While this is more finance than economics, I thought it was worth including. The idea of "beating the market" is used in a very imprecise way by a lot of casual investors. People sometimes forget the simple fact that the whole point of an "exchange" is that a deal is being made between two (or more) parties, not with the market itself. For me to buy a stock, the current holder has to be willing to sell it at the quoted price. How convinced am I that I know more about the proper value of the stock than they do?
* The only way to truly "beat a market" would be to short an index fund. I get that some folks use the expression to mean that their custom picks outperform a given index fund, but it's a silly way of saying it.
Myth#7: Rich companies pay the most taxes.
Who writes the tax codes? Politicians. And their favour is intensely courted by lobbying firms that represent large corporations. The end result is a lot of deductions, discounts, and exemptions for the largest players. In some countries, this is also true on a personal level. As Warren Buffet famously shared, his marginal tax rate is less than his secretary's. The truth is that the heaviest proportional burden is always borne by the meat of the middle-class.
Myth #8: Academic economics is all about science.
Math is a language that allows us to describe the functions of a given system. Science is the investigation into the dynamics of that system. The truth is that there are a good number of economists out there who really don't understand much about the practical world that their models describe. They're just math wizards. As such, their work is of limited utility to casual readers.
* No, not all economists are guilty of this. It's hard to say what percentage are. Many are brilliant in the practical sphere. But I think the broad point is still fair. How can a PhD-level expert understand things like Black-Scholes and derivative volatility models and yet not understand the basic principles of systemic risk and over-leveraging? The written record proves that a whole lot of them didn't see 2008 coming.
Myths #9: Bubbles are sure opportunities for profit.
Just because you spotted an error in pricing, doesn't mean that you're going to profit off of it. Naked emperors can be surprisingly resilient when the trumpet-blower isn't a market-mover like Mr. Buffet. Bubbles tend to burst at arbitrary speeds. Take a stock like Amazon for example. It's currently valued at $152bn in market cap. When compared to revenues, this is quite reasonable. Except that stock prices have no correlation to revenues — they need to be tied to the expectation of future profits. Amazon has no profits, and its CEO has quite literally built his business model around the premise of making no profits. You can short their stock all you want in protest, but as Keynes wisely observed, "the market can stay irrational longer than you can stay solvent."

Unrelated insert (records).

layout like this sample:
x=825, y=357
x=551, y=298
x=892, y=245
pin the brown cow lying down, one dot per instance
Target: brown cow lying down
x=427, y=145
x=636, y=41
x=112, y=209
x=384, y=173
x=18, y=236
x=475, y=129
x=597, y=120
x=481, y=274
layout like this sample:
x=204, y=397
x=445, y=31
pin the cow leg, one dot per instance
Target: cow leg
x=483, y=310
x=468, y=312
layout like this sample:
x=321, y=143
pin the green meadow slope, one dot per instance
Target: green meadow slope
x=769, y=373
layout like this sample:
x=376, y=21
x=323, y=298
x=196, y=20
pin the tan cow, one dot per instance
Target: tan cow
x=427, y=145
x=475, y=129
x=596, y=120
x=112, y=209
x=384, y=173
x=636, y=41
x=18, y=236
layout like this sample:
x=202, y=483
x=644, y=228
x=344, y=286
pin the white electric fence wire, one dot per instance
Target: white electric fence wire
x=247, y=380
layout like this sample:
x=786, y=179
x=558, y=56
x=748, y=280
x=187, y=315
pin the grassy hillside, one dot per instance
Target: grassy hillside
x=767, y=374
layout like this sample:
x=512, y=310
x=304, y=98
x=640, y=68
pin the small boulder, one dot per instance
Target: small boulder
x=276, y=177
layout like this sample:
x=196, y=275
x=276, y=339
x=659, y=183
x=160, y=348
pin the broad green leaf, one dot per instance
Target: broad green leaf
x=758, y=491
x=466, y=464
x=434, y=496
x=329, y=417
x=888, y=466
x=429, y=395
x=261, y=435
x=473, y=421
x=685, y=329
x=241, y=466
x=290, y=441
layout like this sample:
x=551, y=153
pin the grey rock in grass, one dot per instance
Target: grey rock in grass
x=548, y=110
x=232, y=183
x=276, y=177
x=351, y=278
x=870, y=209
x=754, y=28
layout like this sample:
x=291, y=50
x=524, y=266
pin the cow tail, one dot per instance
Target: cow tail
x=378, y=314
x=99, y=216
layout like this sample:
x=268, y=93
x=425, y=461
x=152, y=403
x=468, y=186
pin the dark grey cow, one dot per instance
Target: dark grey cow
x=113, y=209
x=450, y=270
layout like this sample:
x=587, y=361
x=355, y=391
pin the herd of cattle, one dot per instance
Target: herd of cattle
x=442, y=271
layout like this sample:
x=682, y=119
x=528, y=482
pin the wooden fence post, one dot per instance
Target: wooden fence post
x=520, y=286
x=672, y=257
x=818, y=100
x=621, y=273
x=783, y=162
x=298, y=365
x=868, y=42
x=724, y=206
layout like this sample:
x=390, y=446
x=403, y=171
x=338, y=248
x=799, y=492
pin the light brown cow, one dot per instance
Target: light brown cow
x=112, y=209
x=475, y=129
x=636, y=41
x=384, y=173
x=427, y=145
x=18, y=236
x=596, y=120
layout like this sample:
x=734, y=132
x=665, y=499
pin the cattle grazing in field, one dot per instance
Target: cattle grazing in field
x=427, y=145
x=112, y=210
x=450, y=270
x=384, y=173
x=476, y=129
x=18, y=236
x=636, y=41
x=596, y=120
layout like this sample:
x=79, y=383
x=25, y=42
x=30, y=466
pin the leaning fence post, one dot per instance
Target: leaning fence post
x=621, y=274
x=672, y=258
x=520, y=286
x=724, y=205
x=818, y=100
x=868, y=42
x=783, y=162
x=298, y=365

* Yes, I know that they expect to make profits in a day to come, once they've monopolized their key markets. Which is fine, except that the world has changed and that day isn't coming. (At least, never to the tune of repaying $152bn in stock value.)
Myth #10: Outsourcing makes rich countries poorer.
Getting more done with less means more overall wealth. That isn't really up for debate. The problem is that this model demands that displaced workers be migrated to higher-value jobs. That isn't happening. But that's not a flaw in the economic theory. It just reflects a broken sociopolitical system.
Note: None of my points are really controversial. If they sound like it, it's largely because of the fuzzy economic narratives present in a lot of mass-media sources. I'd be happy to have my reasoning challenged in the comments. If you'll be respectful, I'll be patient (and willing to be wrong).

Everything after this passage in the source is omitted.